Setelah Selesai Kepentingannya Kepada MUI & FPI, Kini Agus Harimurti Sudah Berani Mengolok-olok MUI & FPI - Berita terkini

Recent Posts

Breaking

Post Top Ad

Post Top Ad

Saturday, December 24, 2016

Setelah Selesai Kepentingannya Kepada MUI & FPI, Kini Agus Harimurti Sudah Berani Mengolok-olok MUI & FPI


Agus Menista Fatwa MUI, Menantang FPI

Beberapa hari yang lalu, tepatnya 14 Desember 2016, MUI mengeluarkan fatwa no. 56 tahun 2016, tentang keharaman memakai atribut keagamaan non-muslim bagi umat muslim, termasuk pakai salib dan topi sinterklas.
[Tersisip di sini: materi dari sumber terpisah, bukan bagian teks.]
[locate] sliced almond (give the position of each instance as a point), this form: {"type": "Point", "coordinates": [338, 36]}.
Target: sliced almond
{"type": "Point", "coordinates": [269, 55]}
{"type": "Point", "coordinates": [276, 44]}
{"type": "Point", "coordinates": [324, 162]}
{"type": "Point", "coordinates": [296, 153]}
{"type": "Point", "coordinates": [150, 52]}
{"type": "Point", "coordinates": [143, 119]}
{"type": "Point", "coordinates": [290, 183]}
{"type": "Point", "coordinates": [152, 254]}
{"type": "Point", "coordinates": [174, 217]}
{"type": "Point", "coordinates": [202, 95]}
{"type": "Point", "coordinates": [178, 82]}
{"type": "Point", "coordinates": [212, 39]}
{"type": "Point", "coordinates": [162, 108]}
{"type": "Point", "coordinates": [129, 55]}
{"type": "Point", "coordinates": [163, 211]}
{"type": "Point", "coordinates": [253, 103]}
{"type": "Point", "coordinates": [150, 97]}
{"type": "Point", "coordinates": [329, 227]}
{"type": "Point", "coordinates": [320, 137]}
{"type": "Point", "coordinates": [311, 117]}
Atribut keagamaan, oleh MUI didefinisikan sebagai sesuatu yang dipakai dan digunakan sebagai identitas, ciri khas atau tanda tertentu dari suatu agama dan/atau umat beragama tertentu, baik terkait dengan keyakinan, ritual ibadah, maupun tradisi dari agama tertentu. Artinya, termasuk dalam definisi itu, selain topi sinterklas, juga pakaian siterklasnya.
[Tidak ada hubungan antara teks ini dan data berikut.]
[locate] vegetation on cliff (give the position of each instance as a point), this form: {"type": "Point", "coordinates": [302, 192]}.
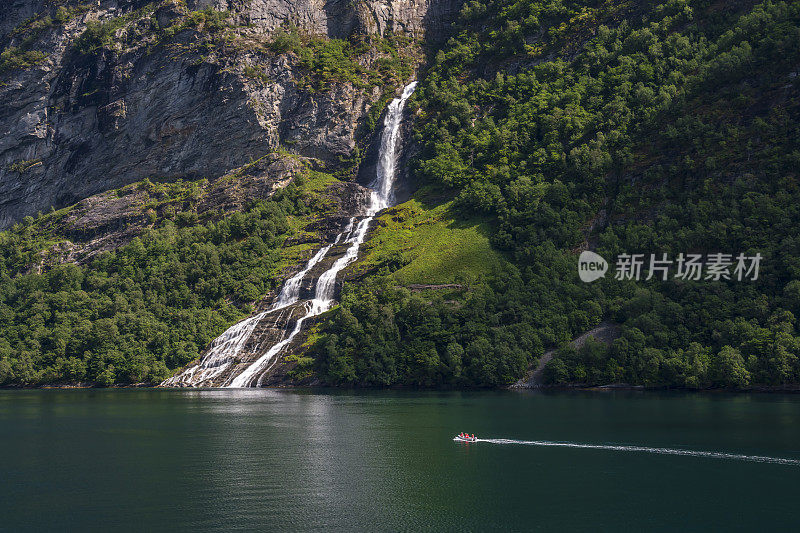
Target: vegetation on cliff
{"type": "Point", "coordinates": [626, 127]}
{"type": "Point", "coordinates": [137, 313]}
MUI sebagai lembaga tempat berkumpulnya para ulama yang mempunyai otoritas dan legitimasi untuk mengeluarkan fatwa, seharusnya selalu menjadi rujukan dalam hal mengetahui hukum suatu perbuatan dalam Islam. Apa yang terjadi selama beberapa bulan terakhir, terkait fatwa penistaan agama yang dilakukan Ahok, sehingga melahirkan berbagai aksi yang berjilid-jilid, merupakan representasi dari kepercayaan masyarakat luas terhadap fatwa MUI, karena MUI menjadi rujukan dan dalam posisi “lebih tahu” dibandingkan masyarakat awam.

Meski beberapa pihak ada yang “nyinyir” terhadap fatwa MUI, terutama ketika kondisi umat muslim sekarang sedang sensitif pasca aksi yang berjilid-jilid, tapi kita semua harus menyadari, bahwa justru itu untuk memperkuat toleransi dan menjaga kerukunan antarumat beragama melalui sikap penghormatan terhadap perbedaan keyakinan beragama di Indonesia. Tugas MUI adalah untuk membimbing umat. Toleransi tidak bisa dimaknai dengan meniru-niru atau melakukan hal yang tak seharusnya dilakukan, tapi menjaga konsistensi sikap keberagamaan dengan cara yang benar.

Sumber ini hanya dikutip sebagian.